Oleh: Yohanes Manhitu
Di kala fajar menyingsing hendak menerangi alam
yang dilepas malam, aku berjalan menyusuri
beberapa bangunan tua yang tergusur
oleh gedung-gedung percakar langit,
bahkan nyawa, yang mengepung mereka.
Mungkin pemiliknya pergi karena takut
ditimpa gedung yang runtuh.
Di dekat bangunan-bangunan tua itu,
aku menghentikan langkahku di pinggir sebuah telaga kecil:
telaga yang dahulu aku kenal sebagai telaga indah
dengan ikan-ikan yang berwarna-warni dan
berenang kian kemari, berkejar-kejaran
dengan gembira.
Dahulu, aku sering berhenti sebentar di sana
untuk menatapnya, lalu meneruskan lari pagiku,
tanpa mempedulikan pemilik kolamnya yang
selalu menatapku dengan tanda tanya.
Namun, sekarang telaga itu mulai kekurangan air,
seiring dengan perginya para penghuni bangunan-bangunan tua itu.
Aku menatapnya sesaat, kemudian berlalu, sambil membayangkan hatiku
yang hancur; membayangkan gejala ketidaksetiaanmu,
ketidakjujuranmu yang mungkin akan membawaku    Â
kepada ketidakpastian yang tak berkesudahan.
Laksana telaga yang mulai kekurangan air,
aku mulai merasakan kurangnya curahan kasihmu padaku.
Mungkinkah suatu saat nanti hatiku ini akan menjadi telaga
yang kehabisan cinta? Aku tak tahu. Aku tak suka menebak teka-teki.
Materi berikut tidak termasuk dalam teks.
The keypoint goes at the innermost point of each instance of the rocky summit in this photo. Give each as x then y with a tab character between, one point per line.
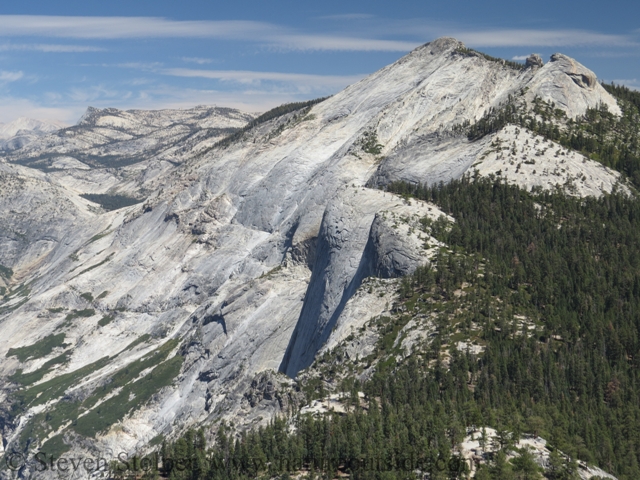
168	269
Yang kusukai hanyalah kepastian. Ya, kepastian yang pasti.
Mengapa aku harus berandai-andai?
Dari telaga itu, aku mengayunkan langkahku
ke sebuah taman nan menawan dan menyegarkan kalbu.
Di sana, kutatap rumput yang tumbuh subur menghijau,
bagaikan permadani indah yang terbentang luas
dari singgasana hingga tangga-tangga istana
para sultan Arab dalam cerita seribu satu malam.
Aku ingin jiwaku setegar rumput yang tak gentar
menghadapi terpaan angin lembah
yang mengancam hayat.
Aku bertanya pada diriku sendiri,
"Apakah aku sedang bermimpi saat ini?"
Oh, tidak....tidak. Aku sungguh-sungguh
sedang berada di sebuah taman,
taman impian yang nyata.
Hatiku memang sangat mengharapkan
tetesan-tetesan embun jiwamu, bagaikan
semak-semak kering di padang sabana Afrika
yang menantikan hujan yang entah kapan akan tiba.
Hati kecilku berbisik tanpa kusadari, "Oh, Tuhanku,
bawalah dia kembali ke haribaan kalbuku."